Все не так. Зрителю есть от чего недоумевать.
Но режиссер упорно гнет свою линию: он вставляет в спектакль огромную мизансцену, сочиненную им совсем уж в “обход” привычного текста, – крепостной театр, который показывают гостям. Театр в театре. Сильная, динамичная вещь сама по себе, в которой режиссер словно бы говорит зрителю: одумайтесь, встрепенитесь, посмотрите на Грибоедова не зашоренными глазами, не жалейте вы этих “швейцарских часов”, бог с ними.
Однако помимо чистого, веселого театрального хулиганства, которое всегда хорошо и само по себе, и оживляет, наполняет глубиной любой театральный текст, есть в нем и очень серьезный намек на смысл, на главную идею.
Исполняется – пародийно, с ужимками и прыжками – романс на знаменитые стихи Пушкина, где присутствуют и пылкая гречанка, и подлый доносчик “жид”, и лобзающий деву “армянин”. Какой-то ксенофобский набор. Но ксенофобский ли?
Эти страсти – то есть страсти как таковые, любовные, романтические, пылкие, – на обожествлении которых держалась русская бытовая культура с ее романсами, девушками, альбомами, воздыхателями, темными аллеями, они, если через ту же линзу смотреть на разломанные наши колесики, действительно заемного, искусственного происхождения. Несмотря на всю свою вроде бы естественность, органичность.
Русский человек лишь мечтает о таких страстях и таких чувствах.
В холодном нашем мире без согревающего начала – без дома, без родни, без этих бесчисленных связей, которые привязывают нас к реальности, – и любовь невозможна.
Только дом способен сделать эти страсти реальными.

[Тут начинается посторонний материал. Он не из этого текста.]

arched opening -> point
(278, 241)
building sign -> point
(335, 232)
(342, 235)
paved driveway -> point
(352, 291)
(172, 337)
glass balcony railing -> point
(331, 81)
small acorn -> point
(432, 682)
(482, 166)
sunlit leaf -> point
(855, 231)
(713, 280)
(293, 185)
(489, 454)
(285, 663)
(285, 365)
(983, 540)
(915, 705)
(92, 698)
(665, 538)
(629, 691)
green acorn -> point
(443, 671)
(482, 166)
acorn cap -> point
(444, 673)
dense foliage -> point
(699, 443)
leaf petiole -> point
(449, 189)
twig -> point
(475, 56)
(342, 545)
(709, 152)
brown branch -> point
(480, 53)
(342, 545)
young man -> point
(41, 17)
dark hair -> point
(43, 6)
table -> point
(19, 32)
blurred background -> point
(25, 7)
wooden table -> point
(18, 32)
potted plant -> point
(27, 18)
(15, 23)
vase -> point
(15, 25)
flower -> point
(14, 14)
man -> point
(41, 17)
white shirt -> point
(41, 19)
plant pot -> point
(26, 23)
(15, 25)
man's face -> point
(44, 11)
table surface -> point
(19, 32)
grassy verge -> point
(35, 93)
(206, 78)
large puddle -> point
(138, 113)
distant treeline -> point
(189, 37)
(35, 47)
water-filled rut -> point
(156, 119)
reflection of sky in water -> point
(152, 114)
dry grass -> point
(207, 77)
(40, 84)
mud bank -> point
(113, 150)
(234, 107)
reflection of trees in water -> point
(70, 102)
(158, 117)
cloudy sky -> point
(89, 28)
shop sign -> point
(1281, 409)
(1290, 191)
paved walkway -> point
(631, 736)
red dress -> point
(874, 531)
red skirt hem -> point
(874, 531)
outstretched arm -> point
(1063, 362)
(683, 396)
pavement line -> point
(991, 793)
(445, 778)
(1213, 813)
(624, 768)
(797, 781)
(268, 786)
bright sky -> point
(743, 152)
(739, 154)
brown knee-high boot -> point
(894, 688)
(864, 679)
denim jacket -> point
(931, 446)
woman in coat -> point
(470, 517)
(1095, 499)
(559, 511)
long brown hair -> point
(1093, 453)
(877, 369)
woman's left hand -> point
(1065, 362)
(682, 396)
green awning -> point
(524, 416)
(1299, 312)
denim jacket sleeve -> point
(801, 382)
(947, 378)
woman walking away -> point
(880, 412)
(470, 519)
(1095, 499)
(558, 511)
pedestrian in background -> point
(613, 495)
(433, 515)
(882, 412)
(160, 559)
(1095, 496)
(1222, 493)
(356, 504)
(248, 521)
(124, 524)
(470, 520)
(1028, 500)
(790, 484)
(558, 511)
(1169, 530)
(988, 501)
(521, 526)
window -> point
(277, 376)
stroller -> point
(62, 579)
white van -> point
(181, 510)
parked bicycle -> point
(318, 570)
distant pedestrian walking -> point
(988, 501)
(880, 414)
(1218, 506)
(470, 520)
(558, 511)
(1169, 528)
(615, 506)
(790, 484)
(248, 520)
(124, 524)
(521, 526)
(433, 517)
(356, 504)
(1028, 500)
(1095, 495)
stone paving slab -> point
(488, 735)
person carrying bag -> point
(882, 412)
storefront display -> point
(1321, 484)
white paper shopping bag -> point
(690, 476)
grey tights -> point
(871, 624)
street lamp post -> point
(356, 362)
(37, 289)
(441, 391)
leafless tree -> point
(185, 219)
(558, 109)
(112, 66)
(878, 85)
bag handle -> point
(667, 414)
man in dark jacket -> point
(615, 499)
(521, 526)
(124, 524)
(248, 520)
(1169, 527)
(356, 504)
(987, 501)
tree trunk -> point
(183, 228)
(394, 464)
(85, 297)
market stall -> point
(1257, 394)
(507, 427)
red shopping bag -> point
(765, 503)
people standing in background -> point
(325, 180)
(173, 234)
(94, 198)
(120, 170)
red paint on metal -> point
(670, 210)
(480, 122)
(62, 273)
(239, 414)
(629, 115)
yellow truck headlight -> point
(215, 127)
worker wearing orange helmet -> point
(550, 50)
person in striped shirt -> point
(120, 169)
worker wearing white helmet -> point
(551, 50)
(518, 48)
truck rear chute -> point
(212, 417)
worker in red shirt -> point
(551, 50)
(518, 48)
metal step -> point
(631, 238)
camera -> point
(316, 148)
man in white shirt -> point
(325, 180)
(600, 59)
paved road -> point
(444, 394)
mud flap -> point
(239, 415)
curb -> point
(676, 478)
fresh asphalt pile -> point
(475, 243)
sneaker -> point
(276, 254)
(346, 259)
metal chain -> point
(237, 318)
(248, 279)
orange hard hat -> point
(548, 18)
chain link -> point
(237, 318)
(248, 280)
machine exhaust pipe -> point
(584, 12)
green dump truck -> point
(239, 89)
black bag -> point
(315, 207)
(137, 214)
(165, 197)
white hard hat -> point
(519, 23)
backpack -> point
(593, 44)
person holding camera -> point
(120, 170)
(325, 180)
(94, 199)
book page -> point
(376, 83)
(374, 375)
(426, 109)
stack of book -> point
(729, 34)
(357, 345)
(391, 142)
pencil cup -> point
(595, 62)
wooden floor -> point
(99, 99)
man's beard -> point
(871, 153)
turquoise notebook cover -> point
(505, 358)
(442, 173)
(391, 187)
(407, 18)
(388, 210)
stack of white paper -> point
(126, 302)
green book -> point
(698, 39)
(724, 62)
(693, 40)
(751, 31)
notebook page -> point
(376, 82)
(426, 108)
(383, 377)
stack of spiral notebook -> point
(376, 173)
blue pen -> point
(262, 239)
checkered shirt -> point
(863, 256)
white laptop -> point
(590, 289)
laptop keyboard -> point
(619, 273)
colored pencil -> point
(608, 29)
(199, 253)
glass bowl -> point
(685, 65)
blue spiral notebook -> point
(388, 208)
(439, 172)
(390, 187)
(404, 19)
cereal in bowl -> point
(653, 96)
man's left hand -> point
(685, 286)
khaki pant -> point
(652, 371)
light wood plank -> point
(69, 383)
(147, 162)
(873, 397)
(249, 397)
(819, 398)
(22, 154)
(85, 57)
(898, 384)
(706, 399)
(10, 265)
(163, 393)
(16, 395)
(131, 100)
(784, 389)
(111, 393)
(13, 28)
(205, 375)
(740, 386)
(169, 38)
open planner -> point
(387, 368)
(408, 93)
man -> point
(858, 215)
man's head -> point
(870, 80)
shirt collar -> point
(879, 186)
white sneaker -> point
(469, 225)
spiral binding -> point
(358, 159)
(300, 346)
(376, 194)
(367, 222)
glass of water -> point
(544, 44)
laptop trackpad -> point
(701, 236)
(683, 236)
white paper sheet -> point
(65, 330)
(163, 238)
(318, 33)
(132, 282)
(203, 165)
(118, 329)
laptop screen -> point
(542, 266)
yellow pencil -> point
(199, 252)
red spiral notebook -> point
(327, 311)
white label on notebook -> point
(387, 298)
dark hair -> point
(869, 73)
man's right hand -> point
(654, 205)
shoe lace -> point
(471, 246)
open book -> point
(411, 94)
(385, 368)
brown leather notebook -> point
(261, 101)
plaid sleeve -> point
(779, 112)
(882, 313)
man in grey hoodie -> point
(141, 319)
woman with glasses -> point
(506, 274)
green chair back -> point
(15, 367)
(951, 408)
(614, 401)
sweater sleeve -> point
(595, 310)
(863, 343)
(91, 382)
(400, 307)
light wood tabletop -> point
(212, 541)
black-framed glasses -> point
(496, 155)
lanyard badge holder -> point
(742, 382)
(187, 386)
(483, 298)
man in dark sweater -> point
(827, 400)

Только в доме можно любить.
Вот у этой треклятой печки. Так что с этой точки зрения и наша знаменитая русская “коррупция”, и наша “семейственность”, которую обличает Чацкий (за что пьесу, собственно, и запретили к постановке на десятки лет), выглядят совсем по-другому. Рассуждать о ней в таких выражениях позволительно лишь путешественнику. Эмигранту.
…Словом, положа руку на сердце, Грибоедов писал совершенно другой текст. Он писал текст об очень богатых, очень чванливых, очень холодных людях, которые живут неестественной, неправильной жизнью.
В “Современнике” эта жизнь вдруг показалась очень правильной и очень понятной. Дом Фамусова отстроен здесь заново. Да, из современных, так сказать, материалов. Но не новодел. Настоящий, живой дом. С печкой и с дровами, со слугами, которые, в сущности, знают о господах больше, чем те сами знают о себе. С гостеприимством, с радушием, которое важнее любых социальных званий и домашних бюджетов, – до полного изнеможения и разорения. С запахом огня, который греет.
P.S. Забыл сказать про новую приму “Современника” Марину Александрову. Зрители остались, как я понял, ею недовольны. Ну нет в ней того изящества и той капризной изломанности, к которым мы так привыкли. “Непонятная она”.
Что ж, “Современник” обрел еще одно женское существо, женскую ипостась страсти, сексуальности, желания, без которого этот театр представить уже давно невозможно. Просто в данном случае эта страсть и это желание – с явным современным акцентом. Очень юная и очень эгоистичная. Довольно жестокая, я бы сказал, страсть.
Как говорится, на вкус и цвет товарищей нет, но мне такой примы в “Современнике” давно не хватало. Тема войны полов получила в красивом лице Александровой сильное подкрепление. С женской стороны. Проигрыш стороны мужской теперь выглядит практически неотвратимым. И это правильно.